In a session entitled ‘Identifying Immune Vulnerabilities in Solid Tumors: Leukocyte Communication Networks Regulate Neoplastic Progression and Response to Therapy’ at the AACR annual meeting in Florida, Coussens examined emerging concepts that are bridging disciplines to impact discovery science and clinical care.

“From my own lab, we have learned a great deal by studying basic biology of breast cancer using murine models,” she said. “Based on the various vulnerabilities we have identified, our data indicate that the most effective therapeutic strategies will combine therapies targeting vulnerabilities within neoplastic tumour cells in combination with others that target tumour cell-extrinsic programs.

“Our preclinical studies illustrate the concept that multimodality therapy significantly improves outcomes compared to monotherapy. For delivering these combinations to patients, we also need to understand sequencing, how to mitigate toxicity, and appreciate biomarkers to improve patient stratification for risk prediction, response, and resistance monitoring.”

The next generation of cancer researchers

Because of the complexities of cancer and the need to target both tumour cell-intrinsic and -extrinsic programs, future success relies on the ability to collaborate across disciplines with multiple teams, distinct voices, and various points of view at the table to understand and tackle problems, Coussens said.

“Collaborative, multidisciplinary approaches are being highlighted at the meeting this year with the hope that the next generations of cancer researchers embrace team science,” she said. “We should be encouraging them to learn more than one language of science.

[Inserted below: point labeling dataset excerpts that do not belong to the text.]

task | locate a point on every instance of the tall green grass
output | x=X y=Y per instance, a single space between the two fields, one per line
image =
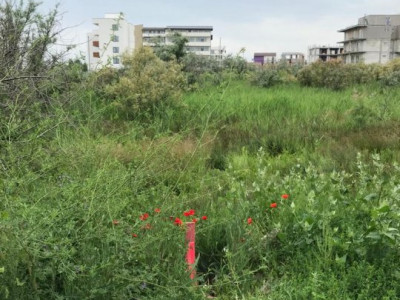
x=74 y=189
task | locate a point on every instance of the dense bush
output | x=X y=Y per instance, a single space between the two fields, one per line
x=265 y=77
x=146 y=85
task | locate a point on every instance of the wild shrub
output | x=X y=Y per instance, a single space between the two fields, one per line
x=265 y=77
x=337 y=76
x=147 y=85
x=199 y=68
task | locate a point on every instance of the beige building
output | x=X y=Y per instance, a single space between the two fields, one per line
x=374 y=39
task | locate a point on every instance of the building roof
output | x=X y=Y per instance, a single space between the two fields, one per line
x=265 y=54
x=352 y=27
x=153 y=28
x=191 y=27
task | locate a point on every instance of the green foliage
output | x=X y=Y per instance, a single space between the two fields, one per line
x=336 y=75
x=146 y=85
x=236 y=64
x=174 y=51
x=200 y=69
x=265 y=77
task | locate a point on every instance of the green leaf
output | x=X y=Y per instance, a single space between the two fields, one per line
x=341 y=260
x=374 y=235
x=370 y=197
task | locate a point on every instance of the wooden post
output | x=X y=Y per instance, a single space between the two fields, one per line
x=191 y=250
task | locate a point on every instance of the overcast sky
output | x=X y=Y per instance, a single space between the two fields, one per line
x=256 y=25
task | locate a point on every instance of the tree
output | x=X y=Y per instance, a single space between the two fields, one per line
x=26 y=37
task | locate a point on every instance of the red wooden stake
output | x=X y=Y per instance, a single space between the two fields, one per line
x=191 y=251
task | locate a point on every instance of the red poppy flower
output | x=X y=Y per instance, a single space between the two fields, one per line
x=178 y=222
x=147 y=226
x=189 y=213
x=144 y=217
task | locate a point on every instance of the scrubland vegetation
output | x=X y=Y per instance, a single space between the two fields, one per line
x=291 y=173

During their careers, being able to communicate with people who have a very distinct and discipline-specific vocabulary will be more than an asset – it will be a basic requirement. If you can’t communicate across disciplines, you can’t collaborate and do effective team science. We need that multi-team approach.”

Novel ideas and groundbreaking insights don’t always come from expected places or people, she added.

“In addition to conveying the importance of multidisciplinary approaches needed to tackle big problems is the realisation that we also need to make room for the next generation and lift them up into leadership roles,” Coussens said. “This year, we have identified new rising stars and earlier career investigators to chair and speak in sessions that many attendees will have never seen before, though likely have read their most recent top-tier paper. Associate professors aren’t usually chairing major symposia or giving plenary talks, but they are this year. Many sessions will embrace multidisciplinary aspects of tumour physiology where vulnerabilities for therapeutic targeting have emerged. Unless we understand these, we can’t possibly target them, monitor them, and develop more advanced therapies for our patients.”